Click here to find out how you can get a free copy of your credit report.
How Can a Late Payment Affect My Credit Score?
Late payments definitely affect your credit report and have a negative impact on your score. You’ll want to avoid them if you can.
You might be relieved to hear not every late payment will be recorded in your file. Each credit account on your file is assigned a number from 0-9. 0 indicates a brand-new account, 1 means you pay your bill within 30 days or the agreed term, and 9 means your account has gone on to collections or bankruptcy. You definitely want to see your accounts sitting at 1.
What’s the difference between a credit score and a credit rating? Find out here.
The good news is, you’ll only see a late payment on an account if it is more than 30 days overdue. If you catch it in time, you will be able to keep your great credit rating.
If a late payment does make it to your credit report, it’s impact will depend on several factors:
- How late? The longer it stays unpaid, the more negatively, it will affect your score.
- How frequent? Creditors will take note of whether this is a one-time occurrence or a habit that increases your level of risk.
- How recent? Recent missed payments might be a red flag to a lender, suggesting you are having financial difficulty and may not be able to honour your debt.
Look here for more information about how missed payments affect your credit score.
How Can I Repair My Credit Score?
No matter what mistakes you have made in the past, from a single missed payment to a full-on bankruptcy, you can always improve your credit score. It may take time, but your patience and diligence will pay off. Here are some things you can do to get your credit score back up where you need it to be:
- Pay any missed bills, as soon as possible, before they hurt your score any more.
- If you are missing payments because you can’t afford them, set up a budget and seek help if you need it, to get your finances back on track.
- If disorganization is the issue, you can use calendars, phone reminders, account alerts, and automatic payments to help you get those payments in on time.
- If you have credit, use it, but be sure to settle up before the payment due date. If you can’t pay off the entire balance, at least pay the minimum and always pay on time.
- If you’re trying to rebuild your credit, apply for a secured credit card, where you pay a deposit before you can use it. The funds you provide may or may not be as high as your credit limit. Start with a small limit and use it responsibly.
- It can be tempting, but you need to avoid maxing out your credit cards. Try to stay below 30% of your credit limit to avoid harming your credit score.
If you happen to move, make sure you update all your accounts with your new mailing address. That way, you avoid missing payments due to lost mail. You can also set up online accounts and notifications to ensure you see your bill or statement and pay it on time.
Have you recently filed for bankruptcy? Here’s how to rebuild your credit.

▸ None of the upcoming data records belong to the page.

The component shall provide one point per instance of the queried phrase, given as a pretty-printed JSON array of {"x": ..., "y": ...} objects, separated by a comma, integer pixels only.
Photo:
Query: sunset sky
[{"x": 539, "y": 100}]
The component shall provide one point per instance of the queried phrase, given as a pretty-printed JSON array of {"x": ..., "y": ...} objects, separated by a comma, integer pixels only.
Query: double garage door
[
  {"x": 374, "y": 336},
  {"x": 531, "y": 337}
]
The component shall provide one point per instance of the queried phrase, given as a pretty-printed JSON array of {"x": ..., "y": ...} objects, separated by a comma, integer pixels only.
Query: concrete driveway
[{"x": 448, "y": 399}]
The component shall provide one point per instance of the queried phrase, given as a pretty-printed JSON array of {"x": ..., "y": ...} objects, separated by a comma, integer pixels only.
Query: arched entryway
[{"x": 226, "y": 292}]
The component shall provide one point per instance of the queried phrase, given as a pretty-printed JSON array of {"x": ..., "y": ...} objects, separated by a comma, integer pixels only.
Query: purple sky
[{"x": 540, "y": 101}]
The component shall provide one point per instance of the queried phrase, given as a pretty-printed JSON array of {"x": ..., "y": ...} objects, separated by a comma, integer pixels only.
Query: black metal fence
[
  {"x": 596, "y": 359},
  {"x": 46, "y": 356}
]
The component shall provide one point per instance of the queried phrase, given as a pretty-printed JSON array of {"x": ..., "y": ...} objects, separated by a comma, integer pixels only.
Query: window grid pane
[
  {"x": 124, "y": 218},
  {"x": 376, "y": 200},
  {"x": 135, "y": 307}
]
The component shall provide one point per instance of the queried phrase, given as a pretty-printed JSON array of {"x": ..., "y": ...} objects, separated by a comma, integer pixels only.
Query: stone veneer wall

Keep Track of Your Credit File
Whether your score is poor or excellent, it is important to keep on top of your credit. For a fee, you can monitor your activity through Equifax or TransUnion. Some banks and credit card companies also provide monitoring services, sending you alerts when credit history inquiries are made or when potentially fraudulent activities occur.
For more information about credit monitoring services, click here.
Watch for errors such as changes to your personal information or new accounts you don’t recognize and correct them immediately. Ensuring the accuracy of your credit information, regularly, can help keep your credit use in check and prevent difficulties and identity theft in the future.